Bugün ayrılığımızın ilk günündeyiz sevgilim. Sabah başlayan midemin ağrısı hala aynı şiddetle ağrıyor. Sebebini bilmediğim gri bir perde indi gözlerime. Ağlamak istiyorum, tüm yolları tüketene kadar koşmak ve avazımın çıktığı kadar bağırmak istiyorum dağlara, sanki bütün vebal dağlarınmış gibi.

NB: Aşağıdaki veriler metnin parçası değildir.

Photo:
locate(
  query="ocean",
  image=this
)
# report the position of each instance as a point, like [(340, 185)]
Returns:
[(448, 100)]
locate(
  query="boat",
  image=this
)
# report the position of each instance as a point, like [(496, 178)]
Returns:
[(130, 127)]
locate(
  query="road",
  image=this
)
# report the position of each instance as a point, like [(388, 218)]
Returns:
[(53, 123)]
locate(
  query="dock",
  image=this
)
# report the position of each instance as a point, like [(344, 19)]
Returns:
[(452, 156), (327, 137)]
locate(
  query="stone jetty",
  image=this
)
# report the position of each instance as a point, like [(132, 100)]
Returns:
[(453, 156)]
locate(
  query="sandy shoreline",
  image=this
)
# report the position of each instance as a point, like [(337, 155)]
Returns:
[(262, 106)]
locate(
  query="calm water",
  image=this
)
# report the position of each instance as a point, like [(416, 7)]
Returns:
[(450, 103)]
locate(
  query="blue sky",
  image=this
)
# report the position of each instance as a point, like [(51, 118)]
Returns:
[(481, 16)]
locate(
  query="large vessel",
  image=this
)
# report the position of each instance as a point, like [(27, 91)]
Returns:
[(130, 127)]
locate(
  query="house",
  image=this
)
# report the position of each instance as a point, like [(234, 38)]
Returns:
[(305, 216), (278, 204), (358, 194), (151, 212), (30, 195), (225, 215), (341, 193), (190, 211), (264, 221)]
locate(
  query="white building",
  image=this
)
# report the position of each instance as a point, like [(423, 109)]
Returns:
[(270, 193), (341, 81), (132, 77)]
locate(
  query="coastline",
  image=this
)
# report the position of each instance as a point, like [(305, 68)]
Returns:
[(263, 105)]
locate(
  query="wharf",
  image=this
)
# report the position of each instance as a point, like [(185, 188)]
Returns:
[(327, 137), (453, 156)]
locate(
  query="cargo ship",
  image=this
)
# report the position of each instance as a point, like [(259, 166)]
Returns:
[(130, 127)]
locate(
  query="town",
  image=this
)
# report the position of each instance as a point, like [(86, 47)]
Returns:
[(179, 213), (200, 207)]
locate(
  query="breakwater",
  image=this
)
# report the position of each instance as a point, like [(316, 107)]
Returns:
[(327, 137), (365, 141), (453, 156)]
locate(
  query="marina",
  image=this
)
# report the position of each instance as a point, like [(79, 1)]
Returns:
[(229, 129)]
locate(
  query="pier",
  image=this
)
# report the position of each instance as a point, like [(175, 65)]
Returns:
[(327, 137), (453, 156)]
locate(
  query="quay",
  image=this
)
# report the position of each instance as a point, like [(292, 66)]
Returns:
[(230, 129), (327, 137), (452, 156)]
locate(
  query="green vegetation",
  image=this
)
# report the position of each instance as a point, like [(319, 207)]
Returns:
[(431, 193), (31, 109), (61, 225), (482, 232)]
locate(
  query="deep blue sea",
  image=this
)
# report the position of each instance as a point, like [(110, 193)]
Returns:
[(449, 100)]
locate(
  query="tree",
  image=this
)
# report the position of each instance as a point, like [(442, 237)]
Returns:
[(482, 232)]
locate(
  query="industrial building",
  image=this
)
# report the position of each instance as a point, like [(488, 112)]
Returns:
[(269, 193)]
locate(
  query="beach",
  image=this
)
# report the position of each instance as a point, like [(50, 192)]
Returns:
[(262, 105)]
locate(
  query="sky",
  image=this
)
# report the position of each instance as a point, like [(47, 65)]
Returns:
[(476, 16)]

Evet, bugün ayrılığımızın ilk günü sevgilim. Kendimi birden bire bira kokan meyhanede buldum. Sensizliğin zehriyle midemi patlatırcasına içiyorum. Ayrılığın ayıklığını hissetmemek için ciğerlerimi ağzına kadar esrarın verdiği narkozla dolduruyorum. Ama fayda etmiyor sensiz ağrıyan hücrelerime. Acım hala tazeliğini korumakta diretiyor. Yaptığım tüm morfinlere rağmen bu ayrılığın kör bıçakla ruhumu bedenimden ayırmasına mani olamıyorum. Gözlerini alamıyorum mesela bakışlarımdan nereye baksam sen varsın. Sesini kulağımdan silemiyorum son sözlerinin karanlık hücresinde işkenceye mahkûm edildim. Sahi sevgilim Sana bu satırları ağlarken kalemim ben tüm beyaz düşlerimi sensizliğin darağacına asarken ben. Ve senden bana geriye kalan hayallerimi bavuluma kilitleyip bitmeyen hüsran mevsimine doğru yol alırken sen ne durumdasın…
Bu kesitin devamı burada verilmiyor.